Geall, Andrew J., Verma, Ayush, Otten, Gillis R., Shaw, Christine A., Hekele, Armin, Banerjee, Kaustuv, Cu, Yen, Beard, Clayton W., Brito, Luis A., Krucker, Thomas, O’Hagan, Derek T., Singh, Manmohan, Mason, Peter W., Valiante, Nicholas M., Dormitzer, Philip R., Barnett, Susan W., Rappuoli, Rino, Ulmer, Jeffrey B., Mandl, Christian W.
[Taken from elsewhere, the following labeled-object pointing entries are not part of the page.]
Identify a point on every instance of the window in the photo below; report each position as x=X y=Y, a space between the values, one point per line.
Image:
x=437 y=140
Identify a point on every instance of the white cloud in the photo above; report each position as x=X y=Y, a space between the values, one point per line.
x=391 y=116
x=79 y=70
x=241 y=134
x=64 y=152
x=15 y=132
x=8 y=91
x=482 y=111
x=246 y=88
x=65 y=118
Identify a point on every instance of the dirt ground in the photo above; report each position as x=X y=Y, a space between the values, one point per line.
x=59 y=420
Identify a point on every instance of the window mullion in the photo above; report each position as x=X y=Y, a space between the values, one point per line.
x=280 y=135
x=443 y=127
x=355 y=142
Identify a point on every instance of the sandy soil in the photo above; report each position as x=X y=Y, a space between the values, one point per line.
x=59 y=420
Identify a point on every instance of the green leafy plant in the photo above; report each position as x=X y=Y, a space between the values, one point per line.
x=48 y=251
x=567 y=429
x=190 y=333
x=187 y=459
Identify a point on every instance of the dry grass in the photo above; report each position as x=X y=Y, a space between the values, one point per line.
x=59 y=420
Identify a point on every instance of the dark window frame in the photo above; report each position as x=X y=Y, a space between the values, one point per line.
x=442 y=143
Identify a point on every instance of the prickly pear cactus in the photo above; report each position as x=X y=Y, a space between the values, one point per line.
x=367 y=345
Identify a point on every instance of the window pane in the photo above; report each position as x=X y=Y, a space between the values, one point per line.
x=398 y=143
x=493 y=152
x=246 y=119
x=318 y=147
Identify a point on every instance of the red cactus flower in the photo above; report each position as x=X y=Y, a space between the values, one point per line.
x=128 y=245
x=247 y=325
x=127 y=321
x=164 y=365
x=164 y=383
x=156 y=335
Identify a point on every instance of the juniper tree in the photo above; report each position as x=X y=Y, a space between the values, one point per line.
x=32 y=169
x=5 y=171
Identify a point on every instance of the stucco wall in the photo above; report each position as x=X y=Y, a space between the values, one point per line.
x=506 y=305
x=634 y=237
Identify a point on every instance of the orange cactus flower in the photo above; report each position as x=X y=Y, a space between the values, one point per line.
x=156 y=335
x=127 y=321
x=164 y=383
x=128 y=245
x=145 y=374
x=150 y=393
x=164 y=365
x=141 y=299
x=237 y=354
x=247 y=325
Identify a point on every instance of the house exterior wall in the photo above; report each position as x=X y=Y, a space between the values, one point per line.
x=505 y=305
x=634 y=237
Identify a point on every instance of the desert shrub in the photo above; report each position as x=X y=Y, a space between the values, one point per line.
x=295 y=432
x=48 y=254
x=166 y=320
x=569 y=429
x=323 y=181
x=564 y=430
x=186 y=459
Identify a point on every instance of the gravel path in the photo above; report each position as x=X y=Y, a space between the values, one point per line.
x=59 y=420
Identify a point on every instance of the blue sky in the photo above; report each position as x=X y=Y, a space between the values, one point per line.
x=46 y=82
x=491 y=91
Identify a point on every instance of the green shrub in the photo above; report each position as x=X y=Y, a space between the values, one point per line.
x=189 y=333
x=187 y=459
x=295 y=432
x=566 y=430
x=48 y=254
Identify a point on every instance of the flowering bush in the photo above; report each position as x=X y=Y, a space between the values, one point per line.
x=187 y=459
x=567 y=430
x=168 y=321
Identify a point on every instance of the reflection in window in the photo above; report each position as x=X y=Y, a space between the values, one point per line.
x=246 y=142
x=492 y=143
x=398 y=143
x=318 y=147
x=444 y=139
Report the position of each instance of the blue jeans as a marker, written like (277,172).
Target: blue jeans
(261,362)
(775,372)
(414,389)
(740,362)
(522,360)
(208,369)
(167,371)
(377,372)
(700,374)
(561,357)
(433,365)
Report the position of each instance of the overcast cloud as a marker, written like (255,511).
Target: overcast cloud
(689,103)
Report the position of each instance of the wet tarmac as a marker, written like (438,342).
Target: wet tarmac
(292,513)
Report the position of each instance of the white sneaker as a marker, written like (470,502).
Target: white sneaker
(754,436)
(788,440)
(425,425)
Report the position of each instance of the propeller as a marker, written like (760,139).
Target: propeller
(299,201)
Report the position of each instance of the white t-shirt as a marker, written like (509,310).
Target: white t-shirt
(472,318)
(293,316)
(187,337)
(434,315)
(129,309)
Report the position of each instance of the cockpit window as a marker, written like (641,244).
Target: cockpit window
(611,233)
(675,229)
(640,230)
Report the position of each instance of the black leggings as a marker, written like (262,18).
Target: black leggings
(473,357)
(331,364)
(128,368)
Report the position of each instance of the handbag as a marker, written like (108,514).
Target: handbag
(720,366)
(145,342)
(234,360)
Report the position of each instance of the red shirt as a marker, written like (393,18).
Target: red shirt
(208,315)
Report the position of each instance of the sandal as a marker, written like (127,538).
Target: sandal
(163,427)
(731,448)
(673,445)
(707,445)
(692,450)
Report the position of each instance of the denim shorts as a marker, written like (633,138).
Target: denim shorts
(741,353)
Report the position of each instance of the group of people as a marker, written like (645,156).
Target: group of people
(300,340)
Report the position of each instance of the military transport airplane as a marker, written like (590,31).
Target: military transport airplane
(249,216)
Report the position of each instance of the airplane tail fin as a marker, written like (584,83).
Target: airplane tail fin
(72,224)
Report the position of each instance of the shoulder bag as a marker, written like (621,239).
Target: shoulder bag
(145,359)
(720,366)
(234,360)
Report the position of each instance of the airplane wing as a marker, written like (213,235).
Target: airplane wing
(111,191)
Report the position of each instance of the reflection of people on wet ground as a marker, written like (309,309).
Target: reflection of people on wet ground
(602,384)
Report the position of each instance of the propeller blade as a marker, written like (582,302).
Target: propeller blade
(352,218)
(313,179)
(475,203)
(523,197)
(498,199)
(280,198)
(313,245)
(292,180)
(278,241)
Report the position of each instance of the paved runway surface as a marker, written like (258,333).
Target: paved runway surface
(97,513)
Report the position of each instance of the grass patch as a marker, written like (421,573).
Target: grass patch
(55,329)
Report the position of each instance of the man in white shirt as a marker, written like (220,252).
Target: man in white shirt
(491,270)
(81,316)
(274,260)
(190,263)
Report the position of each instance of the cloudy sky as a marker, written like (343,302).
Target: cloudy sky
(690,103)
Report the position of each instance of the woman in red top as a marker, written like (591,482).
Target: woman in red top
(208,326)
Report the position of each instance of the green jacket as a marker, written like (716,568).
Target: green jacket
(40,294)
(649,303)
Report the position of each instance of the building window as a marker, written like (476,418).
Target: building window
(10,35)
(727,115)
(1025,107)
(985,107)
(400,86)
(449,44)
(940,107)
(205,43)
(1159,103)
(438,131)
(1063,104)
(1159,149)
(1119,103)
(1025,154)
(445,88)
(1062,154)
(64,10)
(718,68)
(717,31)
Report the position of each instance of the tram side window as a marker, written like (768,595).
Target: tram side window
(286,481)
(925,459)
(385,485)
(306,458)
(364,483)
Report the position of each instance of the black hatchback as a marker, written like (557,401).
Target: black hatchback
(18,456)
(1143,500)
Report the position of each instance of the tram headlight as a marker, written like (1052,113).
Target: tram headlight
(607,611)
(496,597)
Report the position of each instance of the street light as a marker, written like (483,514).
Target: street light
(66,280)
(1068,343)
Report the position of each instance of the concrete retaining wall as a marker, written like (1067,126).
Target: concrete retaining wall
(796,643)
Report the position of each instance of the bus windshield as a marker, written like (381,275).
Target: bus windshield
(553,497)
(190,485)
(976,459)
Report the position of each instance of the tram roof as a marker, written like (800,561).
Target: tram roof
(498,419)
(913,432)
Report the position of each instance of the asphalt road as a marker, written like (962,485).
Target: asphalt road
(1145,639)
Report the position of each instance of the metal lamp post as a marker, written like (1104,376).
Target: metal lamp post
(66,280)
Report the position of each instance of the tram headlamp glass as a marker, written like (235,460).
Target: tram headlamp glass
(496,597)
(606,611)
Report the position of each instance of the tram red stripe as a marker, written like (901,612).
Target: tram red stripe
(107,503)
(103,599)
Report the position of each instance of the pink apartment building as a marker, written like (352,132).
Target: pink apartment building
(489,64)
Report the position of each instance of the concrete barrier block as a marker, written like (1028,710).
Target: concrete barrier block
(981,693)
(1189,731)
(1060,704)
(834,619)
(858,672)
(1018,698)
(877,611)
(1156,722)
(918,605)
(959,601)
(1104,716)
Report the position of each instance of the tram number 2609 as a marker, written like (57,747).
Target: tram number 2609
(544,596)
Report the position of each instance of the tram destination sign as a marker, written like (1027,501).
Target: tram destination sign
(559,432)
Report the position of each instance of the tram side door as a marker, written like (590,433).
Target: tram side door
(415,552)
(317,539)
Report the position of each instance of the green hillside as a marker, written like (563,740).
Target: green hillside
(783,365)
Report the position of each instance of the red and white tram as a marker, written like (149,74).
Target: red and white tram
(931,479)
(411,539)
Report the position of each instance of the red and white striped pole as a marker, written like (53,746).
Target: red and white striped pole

Proceedings of the National Academy of Sciences of the United States of America 2012 v.109 no.36 pp. 14604-14609
humans, immune response, lipids, nanoparticles, recombinant vaccines, research and development, small interfering RNA
Despite more than two decades of research and development on nucleic acid vaccines, there is still no commercial product for human use. Taking advantage of the recent innovations in systemic delivery of short interfering RNA (siRNA) using lipid nanoparticles (LNPs), we developed a self-amplifying RNA vaccine. Here we show that nonviral delivery of a 9-kb self-amplifying RNA encapsulated within an LNP substantially increased immunogenicity compared with delivery of unformulated RNA. This unique vaccine technology was found to elicit broad, potent, and protective immune responses, that were comparable to a viral delivery technology, but without the inherent limitations of viral vectors. Given the many positive attributes of nucleic acid vaccines, our results suggest that a comprehensive evaluation of nonviral technologies to deliver self-amplifying RNA vaccines is warranted.